Joseph continuó: «Todos estos años lo has dado todo por el Grupo McCoy, pero ¿qué hay del resto de la familia? Para ellos, siempre has sido una gallina de los huevos de oro. Mira a Cedric: no quiere tener nada que ver con el Grupo McCoy. Entonces, ¿qué quieres para ti al final? Este lío puede abrirte los ojos a lo que realmente te importa. Cedric tiene talento. Aunque no se case con la princesa, es lo suficientemente inteligente como para seguir apoyándote. Deberías valorar a personas como él. En cuanto al resto de la familia McCoy, debes recordarles quién manda».
Hamilton permaneció en silencio, sumido en sus pensamientos.
Después de un largo rato, se desabrochó lentamente la camisa, con los ojos duros como el acero. —Tienes razón, Joseph. Quería sacrificar el matrimonio de mis propios hijos solo para mantener estable al Grupo McCoy. Pero eso solo funciona si la empresa permanece bajo mi control. En este momento, es mejor así. Deja que vean la verdad: el Grupo McCoy no puede prescindir de mí.
Con eso, Hamilton se dirigió a su habitación. Antes de entrar, le dijo a Joseph: «A partir de ahora, mi teléfono permanecerá apagado. Si preguntan por mí, di que estoy enfermo». Esta vez demostraría que no cualquiera podía dirigir la familia McCoy.
Joseph inclinó la cabeza. —Considerelo hecho, señor McCoy.
Para entonces, las acciones del Grupo McCoy habían caído por debajo del nivel de peligro.
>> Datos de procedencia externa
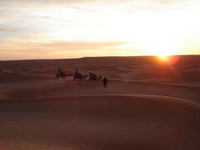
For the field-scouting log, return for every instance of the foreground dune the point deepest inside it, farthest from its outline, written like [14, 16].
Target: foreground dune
[107, 122]
[148, 105]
Josh temblaba de pies a cabeza mientras marcaba el número de Hamilton una y otra vez. Al principio se conectó, pero luego pasó directamente al buzón de voz.
Se abalanzó sobre Joseph y le exigió una explicación, solo para oír que Hamilton estaba «enfermo».
«¿Hamilton está enfermo?». Josh entrecerró los ojos y miró a Joseph con ira. «Ayer se reía de mi desgracia. Ahora que la empresa se hunde, ¿de repente está demasiado enfermo para ayudar?».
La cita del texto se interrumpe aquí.